Extension Spike

After our initial investigation. And now that we are more interested in implementing the unit tests for Postgres, a concern about the permeance was brought up.

In our initial version, and as mentioned before, we are doing a full database reset. In other words, every time a new test scenario is executed, we delete the database, recreate it, install ODS and install AMT. This process is actually consuming too much time. The goal with this extension is to see the possibility of improving this performance reviewing 3 possible options:

  1. Instead of doing this full database reset, what about doing a truncate on all tables?
  2. Instead of doing this full database reset, implement Respawn. More information about this tool here
  3. Determine if we need to start with an empty database for each of our test cases.

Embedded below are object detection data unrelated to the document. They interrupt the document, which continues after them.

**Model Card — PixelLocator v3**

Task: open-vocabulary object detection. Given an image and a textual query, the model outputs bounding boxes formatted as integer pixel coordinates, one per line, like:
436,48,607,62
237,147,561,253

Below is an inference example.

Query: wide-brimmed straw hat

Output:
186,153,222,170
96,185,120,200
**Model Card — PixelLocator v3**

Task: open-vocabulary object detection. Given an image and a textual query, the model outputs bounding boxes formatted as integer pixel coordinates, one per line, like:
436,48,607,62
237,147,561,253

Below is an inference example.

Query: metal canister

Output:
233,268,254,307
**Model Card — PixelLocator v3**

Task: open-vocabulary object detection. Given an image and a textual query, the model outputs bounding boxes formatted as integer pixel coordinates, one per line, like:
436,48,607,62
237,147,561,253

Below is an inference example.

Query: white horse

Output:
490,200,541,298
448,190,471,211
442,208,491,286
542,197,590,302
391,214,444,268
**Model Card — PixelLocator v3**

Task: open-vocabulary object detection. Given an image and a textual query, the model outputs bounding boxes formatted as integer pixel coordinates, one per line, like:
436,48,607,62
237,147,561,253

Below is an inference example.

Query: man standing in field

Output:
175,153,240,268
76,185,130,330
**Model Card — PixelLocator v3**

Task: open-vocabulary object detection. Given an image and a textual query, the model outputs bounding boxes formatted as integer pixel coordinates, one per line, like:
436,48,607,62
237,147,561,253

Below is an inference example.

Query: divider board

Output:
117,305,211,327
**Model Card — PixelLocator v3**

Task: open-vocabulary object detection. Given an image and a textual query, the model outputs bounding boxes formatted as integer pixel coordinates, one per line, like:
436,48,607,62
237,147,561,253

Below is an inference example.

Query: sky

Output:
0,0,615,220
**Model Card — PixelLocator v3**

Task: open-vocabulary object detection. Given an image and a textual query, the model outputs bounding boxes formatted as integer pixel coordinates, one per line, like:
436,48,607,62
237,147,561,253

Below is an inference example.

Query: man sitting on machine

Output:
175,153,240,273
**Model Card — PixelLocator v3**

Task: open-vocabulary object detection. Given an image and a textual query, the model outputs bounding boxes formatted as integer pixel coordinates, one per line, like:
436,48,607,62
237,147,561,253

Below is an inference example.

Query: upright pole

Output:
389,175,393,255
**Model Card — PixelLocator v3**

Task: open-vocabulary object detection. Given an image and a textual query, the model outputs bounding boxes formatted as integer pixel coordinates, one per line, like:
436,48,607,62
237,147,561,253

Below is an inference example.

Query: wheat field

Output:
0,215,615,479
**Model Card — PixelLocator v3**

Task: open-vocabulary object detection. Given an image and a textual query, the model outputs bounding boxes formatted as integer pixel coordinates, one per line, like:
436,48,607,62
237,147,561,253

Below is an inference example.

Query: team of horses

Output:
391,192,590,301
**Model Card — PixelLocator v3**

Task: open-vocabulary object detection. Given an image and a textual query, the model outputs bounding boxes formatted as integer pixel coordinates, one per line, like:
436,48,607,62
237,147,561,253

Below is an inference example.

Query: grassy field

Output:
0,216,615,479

In relation to the first 2 options, the main idea is to compare both approaches and see if one of them has a better performance.

This is what I did to compare performance

Truncate all tables

Changed a little the previous implementation and added some validations to check if the database already existed, in such a case, instead of deleting it and recreating it, etc. a query is executed to truncate all the tables (Meaning that the database is created just the first time, assuming that it doesn't exist). Before executing this truncate, there is a query to build (runtime) this truncate. 

Since all the test had been implemented on Postgres for DateDim view. I executed these 51 unit tests and it took 43 seconds (average, because I executed them several times).

Respawn

Similar to the previous approach, I changed the deletion and recreation of the database, to implement Respawn.

I executed the 51 unit tests associated to DateDim and it took 42 seconds (average, because I executed them several times).

So, as you can see, the performance is super similar. Meaning that, whether we implement the All tables truncate or Respawn, the performance should not be a variable in the equation. Rather we should consider other reasons to implement one or the other. 

Additionally I executed the unit test associated to DateDim, SQL Server, just Data Standard 3.2. In other words, the exact same tests (the 51 unit tests). And it took 42 seconds. Essentially the same amount of time.

Conclusion

In relation to the first and second options, we can implement either the all tables truncate or Respawn. Whether we are going to implement one or the other is still an open question. But I think the approach we take should not be based on the performance. 

Determine if we need to start with an empty database for each of our test cases

There are the conclusions based on our review

Right now the test cases use a specific data set for each view. The data used for the tests is designed to be able to verify the different conditions of a view and determine if the view has been altered and can affect the results. To this end, the data must meet certain conditions regarding column relationships and values. According to the above:

  • The data extracted may come from different sample databases, according to the version used by each developer, or it may have been included to model a specific case. Therefore, we are not working with a single data set .
  • The advantage of working separate data sets is the independence of the test cases, they do not depend on the data from other scenarios to execute the tests. It also does not depend on or is affected by the data that another developer uses in test cases, allowing you to work in parallel.
  • For testing purposes, some data is modified to create additional test scenarios. For example, for two different views, a student can have different data, such as null columns or with different data that can affect the tests.
  • Having a single set of test data requires more design effort so that the global data fits all test cases. This can be complex because, for example, the descriptors can vary according to the data in each sample database.
  • I do not recommend using a single or incremental data set. Designing the tests for each of the views can be a complex process, and designing the data considering the effects in other test scenarios would go against the unit test concept. In addition, it can increase the complexity both when designing data and when several developers are working on test scenarios and need to add data, independence and parallelism would be lost.

Branches

We generated 2 branches just for general review. The code here is the code I moved from the initial spike (spike-postgres-tests), including the changes I made in order to accomplish the goal of the spike ( BIA-761 - Getting issue details... STATUS ).

spike-postgres-tests-Truncate

spike-postgres-tests-Respawn

Notice that in both cases, since it was just a spike, this is not the actual postgres implementation of the tests. Using this code as a reference, we have to work on the real implementation, where we take into account maintainability, easy to read and understand, etc.